Peru says Cerro Verde must respect strike or pay fine
By Caroline Stauffer and Marco Aquino
LIMA (Reuters) - Government labor inspectors said Freeport-McMoRan must stop relying on volunteer workers to keep its Cerro Verde mine in Peru open during a strike or pay a fine, according to documents obtained by Reuters on Tuesday.
Workers have been on strike for 13 days and are demanding higher pay at the mine, which churned out 312,336 tonnes of copper in 2010, or about 2 percent of global supply.
"The company ... must refrain from acts that would impede the exercise of the right to strike by 1,099 workers affiliated with the Cerro Verde union organization and stop replacing the tasks of workers who are on strike," said a report from the labor ministry that was obtained by Reuters.

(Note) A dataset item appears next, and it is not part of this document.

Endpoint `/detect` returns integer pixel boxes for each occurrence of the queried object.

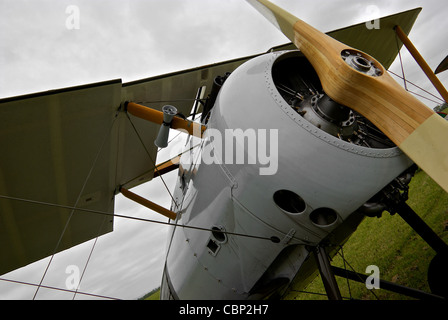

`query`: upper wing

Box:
[269,7,422,69]
[0,8,421,275]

Labor inspectors indicated the company had reassigned jobs held by union members to other staffers to weather the strike.
Government officials confirmed that a letter signed by labor ministry officials says Cerro Verde has until Wednesday to heed the government's request or face fines of between $14,505 and $26,383.
The strike has dragged on in part because the government, for the first time in Cerro Verde's 40-year history, declared that the walkout was legal. That meant workers could stay on the picket line without fear of being fired.
Cerro Verde has said it has been "legally operating" the facility with approximately 600 personnel that volunteered to work under strike conditions since the strike began on September 29.
A spokesman for Freeport-McMoRan <FCX.N>, which is also facing a strike at its huge Grasberg mine in Indonesia, said on Tuesday it was "operating in accordance with Peruvian law with employees who have chosen to work under strike conditions."
He did not say whether the company would pay the fine.
The company maintains it has averted an impact on Peru production so far.
The government's latest action suggests leftist President Ollanta Humala is taking a more sympathetic approach to organized labor in the world's No. 2 copper producer as part of a broader push to calm social tensions over the spoils of natural resources.
Former President Alan Garcia was widely seen as putting companies before workers. His drive to secure foreign investment in mines and energy in the country's rural hinterland spurred massive protests, many from communities that felt left out of a decade-long economic boom.
Prime Minister Salomon Lerner recently told the country's foreign press club that Humala's government "has changed its attitude toward organized labor."